Marlo, our feisty Yorkie, doesn’t let the heat bother her at all. She especially likes to chase bees in the front yard totally unaware of the potential danger, the stinger, dangling from the underside of the bees.
The stinger of a bee or wasp frightens most people who have experienced the searing pain of being stung by one of these flying pests with poisonous daggers.
Even more frightening is the thought of being stung if you are allergic to bees or wasps. Most everyone experiences the pain and local swelling of venomous insect stings, but only a small percentage are actually allergic.
An allergic reaction or immediate hypersensitivity is known as anaphylaxis.
Pets who are allergic have the same hypersensitivity reaction as people. Just like people, most pets will only experience the initial pain and local swelling from venomous insects. However, those pets who are allergic are prone to life threatening reactions.
Spiders may not fly, but they can cause also an anaphylactic reaction just as bad as bees and wasps.

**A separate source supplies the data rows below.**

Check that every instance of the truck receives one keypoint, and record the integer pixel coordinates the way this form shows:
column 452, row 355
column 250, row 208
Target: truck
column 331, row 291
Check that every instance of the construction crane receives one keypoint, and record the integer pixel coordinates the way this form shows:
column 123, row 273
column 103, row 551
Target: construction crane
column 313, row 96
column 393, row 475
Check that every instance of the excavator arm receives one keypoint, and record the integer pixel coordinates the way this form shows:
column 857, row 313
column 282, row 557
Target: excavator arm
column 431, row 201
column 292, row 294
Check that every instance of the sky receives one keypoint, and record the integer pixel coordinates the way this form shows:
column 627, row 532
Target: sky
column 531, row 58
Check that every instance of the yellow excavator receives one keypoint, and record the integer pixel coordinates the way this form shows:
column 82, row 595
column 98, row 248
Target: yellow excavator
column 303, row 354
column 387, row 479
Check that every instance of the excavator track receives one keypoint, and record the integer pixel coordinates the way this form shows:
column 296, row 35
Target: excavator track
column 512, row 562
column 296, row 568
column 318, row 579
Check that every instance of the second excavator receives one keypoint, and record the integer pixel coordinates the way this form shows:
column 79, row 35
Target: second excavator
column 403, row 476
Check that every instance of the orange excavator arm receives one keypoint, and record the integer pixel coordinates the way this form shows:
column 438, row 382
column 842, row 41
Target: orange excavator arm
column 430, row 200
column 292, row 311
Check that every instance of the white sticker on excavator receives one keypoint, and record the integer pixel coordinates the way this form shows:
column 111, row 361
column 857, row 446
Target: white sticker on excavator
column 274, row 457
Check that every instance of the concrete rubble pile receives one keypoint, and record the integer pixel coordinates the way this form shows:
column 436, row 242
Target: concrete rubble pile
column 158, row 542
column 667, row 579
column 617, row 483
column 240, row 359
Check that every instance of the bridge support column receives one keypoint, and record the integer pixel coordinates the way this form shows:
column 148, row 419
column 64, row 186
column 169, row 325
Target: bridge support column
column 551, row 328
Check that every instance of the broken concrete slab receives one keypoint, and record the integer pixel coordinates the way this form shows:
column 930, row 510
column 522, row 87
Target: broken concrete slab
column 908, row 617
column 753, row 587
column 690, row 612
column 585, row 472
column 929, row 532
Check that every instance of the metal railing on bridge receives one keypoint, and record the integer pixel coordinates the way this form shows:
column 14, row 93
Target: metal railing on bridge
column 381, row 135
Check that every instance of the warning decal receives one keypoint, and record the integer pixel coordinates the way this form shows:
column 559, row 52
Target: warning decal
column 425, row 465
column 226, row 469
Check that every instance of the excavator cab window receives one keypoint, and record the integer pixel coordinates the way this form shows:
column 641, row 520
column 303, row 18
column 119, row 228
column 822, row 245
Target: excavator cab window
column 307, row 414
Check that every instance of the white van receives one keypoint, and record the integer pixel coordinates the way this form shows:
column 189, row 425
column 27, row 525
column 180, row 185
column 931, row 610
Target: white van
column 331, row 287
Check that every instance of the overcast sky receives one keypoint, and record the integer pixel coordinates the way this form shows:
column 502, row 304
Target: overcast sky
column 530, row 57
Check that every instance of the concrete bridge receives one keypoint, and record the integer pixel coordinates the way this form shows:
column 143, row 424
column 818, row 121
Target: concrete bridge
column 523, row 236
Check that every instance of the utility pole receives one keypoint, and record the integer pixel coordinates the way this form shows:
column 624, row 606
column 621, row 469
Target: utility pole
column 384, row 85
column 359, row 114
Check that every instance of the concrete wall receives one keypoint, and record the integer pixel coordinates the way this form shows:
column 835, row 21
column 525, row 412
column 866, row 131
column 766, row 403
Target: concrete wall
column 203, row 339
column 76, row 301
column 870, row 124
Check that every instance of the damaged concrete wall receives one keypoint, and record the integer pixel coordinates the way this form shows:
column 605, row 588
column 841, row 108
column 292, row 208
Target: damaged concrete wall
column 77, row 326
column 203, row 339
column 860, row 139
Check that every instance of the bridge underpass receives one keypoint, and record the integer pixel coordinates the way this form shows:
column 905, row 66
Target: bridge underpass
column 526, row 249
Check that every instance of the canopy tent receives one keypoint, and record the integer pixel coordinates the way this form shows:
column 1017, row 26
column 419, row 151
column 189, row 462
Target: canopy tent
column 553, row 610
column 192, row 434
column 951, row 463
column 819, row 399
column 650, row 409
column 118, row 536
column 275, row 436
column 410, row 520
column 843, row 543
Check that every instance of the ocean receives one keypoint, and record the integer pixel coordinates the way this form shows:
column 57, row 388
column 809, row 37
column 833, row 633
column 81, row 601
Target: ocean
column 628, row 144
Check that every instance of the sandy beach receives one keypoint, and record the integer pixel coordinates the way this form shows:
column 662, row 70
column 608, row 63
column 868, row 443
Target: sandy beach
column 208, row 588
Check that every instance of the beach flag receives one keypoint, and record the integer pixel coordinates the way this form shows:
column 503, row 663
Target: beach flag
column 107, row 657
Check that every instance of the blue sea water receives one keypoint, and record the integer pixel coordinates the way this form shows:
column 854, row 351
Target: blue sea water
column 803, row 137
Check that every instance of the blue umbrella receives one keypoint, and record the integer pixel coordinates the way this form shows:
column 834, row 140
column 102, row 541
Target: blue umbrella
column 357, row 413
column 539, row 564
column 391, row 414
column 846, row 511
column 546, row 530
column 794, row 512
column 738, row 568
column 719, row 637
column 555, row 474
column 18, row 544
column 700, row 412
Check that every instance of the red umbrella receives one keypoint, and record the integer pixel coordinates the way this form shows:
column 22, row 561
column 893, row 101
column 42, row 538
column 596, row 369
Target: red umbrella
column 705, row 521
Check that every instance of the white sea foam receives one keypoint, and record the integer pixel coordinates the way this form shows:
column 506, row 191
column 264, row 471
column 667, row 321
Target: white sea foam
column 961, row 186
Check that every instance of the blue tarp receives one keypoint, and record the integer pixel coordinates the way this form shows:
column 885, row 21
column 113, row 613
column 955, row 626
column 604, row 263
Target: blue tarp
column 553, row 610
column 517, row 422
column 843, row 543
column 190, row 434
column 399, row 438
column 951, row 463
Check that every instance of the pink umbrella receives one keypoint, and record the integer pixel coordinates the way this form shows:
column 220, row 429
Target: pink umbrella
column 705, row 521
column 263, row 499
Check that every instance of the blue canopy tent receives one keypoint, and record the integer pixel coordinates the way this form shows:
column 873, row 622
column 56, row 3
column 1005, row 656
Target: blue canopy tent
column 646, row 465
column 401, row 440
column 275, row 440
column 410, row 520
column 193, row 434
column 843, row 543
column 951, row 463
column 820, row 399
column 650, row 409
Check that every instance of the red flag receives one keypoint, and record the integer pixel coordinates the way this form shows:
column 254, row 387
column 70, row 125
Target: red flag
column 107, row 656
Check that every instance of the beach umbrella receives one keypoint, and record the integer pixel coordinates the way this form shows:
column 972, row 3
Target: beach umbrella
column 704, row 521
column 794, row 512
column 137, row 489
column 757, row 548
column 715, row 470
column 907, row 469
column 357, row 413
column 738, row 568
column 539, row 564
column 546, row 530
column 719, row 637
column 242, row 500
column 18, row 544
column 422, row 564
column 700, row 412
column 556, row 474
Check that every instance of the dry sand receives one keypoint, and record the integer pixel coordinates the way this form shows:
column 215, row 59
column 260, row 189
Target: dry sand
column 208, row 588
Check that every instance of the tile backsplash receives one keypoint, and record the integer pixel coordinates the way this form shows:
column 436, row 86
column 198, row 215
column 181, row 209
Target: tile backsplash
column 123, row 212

Anaphylactic reactions are not only caused by venomous insects. Other common causes of anaphylaxis are foods, medications, vaccines, chemicals and environmental pollutants.
With anaphylactic reactions, the body’s immune system over reacts to the foreign substance resulting in the hypersensitivity reaction. Most cases of anaphylaxis are thought to be hereditary.
The one thing many people don’t realize about anaphylactic reactions is before a reaction can occur, the person or pet must have a previous exposure to the foreign substance.
A good example is the first time a dog is stung, a short-term localized reaction occurs. This causes the immune system to develop a response that will somewhat “remember” the foreign substance the next time the dog is stung causing a much more serious reaction.
The clinical signs of anaphylaxis most commonly seen in pets are itching, hives, a swollen face or muzzle, salivation, vomiting, diarrhea and difficult breathing. The seriousness of the reaction is related to swelling and constriction of the airways as well as problems with blood circulation.
The reaction occurs very quickly which means it is imperative to seek medical attention for your pet immediately.
Treatment for anaphylactic reactions generally consists of stabilization to prevent or minimize shock. It is important to ensure there is an open airway and blood pressure is maintained.
Basic supportive care such as intravenous fluids is often necessary. The most effective medications for anaphylaxis are steroids and antihistamines.
Most pets will be given injectable medications to ensure rapid absorption of the steroids and antihistamines. However, if it is impossible to have your pet seen by a veterinarian immediately, then you should administer an antihistamine such as Benadryl as soon as possible. Pets require 1 milligram of Benadryl per pound of body weight. For example, a 25-pound dog would receive 25 mg of Benadryl.
After giving Benadryl, you should seek medical attention for your pet immediately.
If your pet shows any signs of an anaphylactic reaction, see your veterinarian as soon as possible to ensure your pet lives a long, healthy and happy life.
Dr. Jeff Castle is a veterinarian at Clark County Veterinary Clinic.